Вечером звонок. Мы всей гурьбой, как и обычно, бросаемся открывать дверь. За дверью через матовое оранжевое стекло виден силуэт. Входит небольшого роста, крепкий человек с круглой головой. То ли оттого, что отсвечивает матовое стекло, то ли вообще от вечернего освещения, но лицо его и волосы кажутся мне красноватого оттенка, словно человек долго стоял у пышущей жаром печки. Это был Ленин. Мы с любопытством разглядываем его, а он нас.
«Я и не знал, что вы так богаты сыновьями!» — радостно и словно удивленно говорит он, обращаясь к отцу. Такое вступление для нас, мальчишек, как бы сигнал к наступлению на гостя. Надо себе представить, как мы умели буквально облепить понравившегося нам «дядю» и засыпать его самыми неожиданными вопросами. «Ох, уж очень они у нас приставучие», — оправдывалась обычно мать, когда гостю становилось не по себе от подобной атаки с нашей стороны.
Конечно, я многого уже не помню из того, что говорилось в тот вечер. Помню только, что буквально прилип к Ленину, стараясь узнать у него, был ли он на Северном полюсе и скоро ли свергнут в России царя («свергнут могучей рукою шлем роковой навсегда»), а значит, скоро ли будет Россия свободной и когда наконец водрузят над землею «красное знамя труда»?
Посадив меня к себе на колени, Ленин слушал, улыбаясь, мои вопросы, а потом спросил — но не меня, а родителей, — показывая на меня кивком головы:
«А как ого зовут?»
«Фаней».
«Ну вот, — обращаясь уже ко мне, сказал Ленин знакомым некрасовским стихом, — вырастешь, Фаня, узнаешь, все расскажу тебе сам».

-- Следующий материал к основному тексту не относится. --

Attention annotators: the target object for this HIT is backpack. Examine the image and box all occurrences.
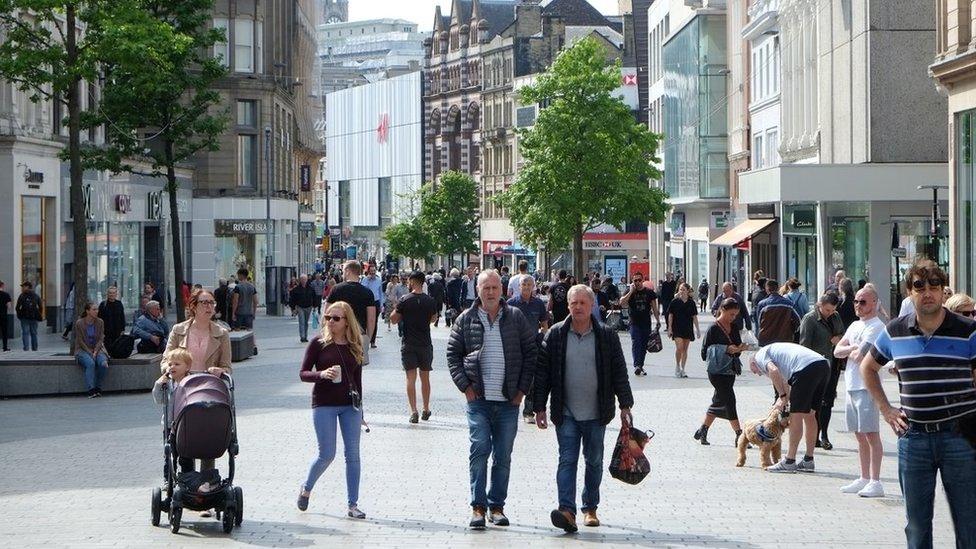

И так на протяжении всего вечера вместо ответа на все мои «приставучие» вопросы Ленин говорил мне одно и то же: «Вырастешь, Фаня, узнаешь». Но разве такой ответ мог меня удовлетворить тогда?.. А потом отец играл, долго, вдохновенно, как не играл, возможно, никогда в жизни. Сначала он пытался объяснить смысл исполняемой вещи (он любил это делать и, как мне казалось, очень верно передавал словами то, что чудилось потом в его игре). Но Ленин сразу же сказал, что это не нужно.
Весь вечер Ленин просидел на диване не двигаясь, охватив голову руками, погруженный в сказочный мир чудесных звуков. Как уходил Ленин, я не помню. Наверное, нас заставили лечь спать.
Мать была знакома с Надеждой Константиновной. Крупская приехала в Берн с Лениным, ей нужно было сделать операцию у профессора Кохера. Через несколько дней стало известно от Надежды Константиновны, что, вернувшись от нас, Ленин сказал: «Надя, как он играет!»…
Лозанна — тихий швейцарский городок на берегу Женевского озера (Las Leman). В начале 1914 г. мы переехали туда — отец хотел изучить не только немецкий, но и французский язык. Поселились мы, по обыкновению, на самом краю города — квартиры здесь были дешевле.
Тут рядом стояли два дома, похожие один на другой, оба назывались тогда «вилла Ружмон» (что значит «красная гора»). Мы поселились на вилле Ружмон-два, а напротив нас, на вилле Ружмон-один, жила семья большевиков Ривлиных — Лазарь Самуилович, его жена Елизавета Исаевна и их сын Юзя (Иосиф)…
Мы, мальчишки, ходили в народную школу, отец — в университет. Летом вспыхнула война. Все русские политические эмигранты раскололись на два лагеря — на оборонцев и пораженцев. Мне было тогда уже 10 лет, и я довольно хорошо разбирался в том, что оборонцы — это те, которые хотят победы царской России над вильгельмовской Германией, а пораженцы — это те, которые хотят поражения царя в этой войне, чтобы сбросить потом и его самого. В первые дни войны об этом только и говорилось, и мы были не менее взрослых захвачены нахлынувшими событиями мировой войны. Сама Швейцария как бы раскололась на две части: немецкая ее часть была на стороне Германии, против России, французская — на стороне Франции, а значит, на стороне России.
Помню, в самом начале войны родители собрались на реферат о войне, который для русской колонии в Лозанне должен был прочитать Плеханов. Я просился пойти с ними, уверяя, что хорошо уже разбираюсь во всем, но они меня не взяли, сказав, что это вещь серьезная, а не забава для детей.
Я слышал, что Плеханов оборонец, но знал и то, что он большой ученый и был когда-то крупным революционером. У тети Мери хранилась фотография, на которой Ляля, когда ей было пять лет, была снята с Плехановым в Италии. Плеханов стоит высокий, в соломенной шляпе и держит за руку маленькую, хрупкую девочку в беленьком платьице. Но Плеханова я не видел.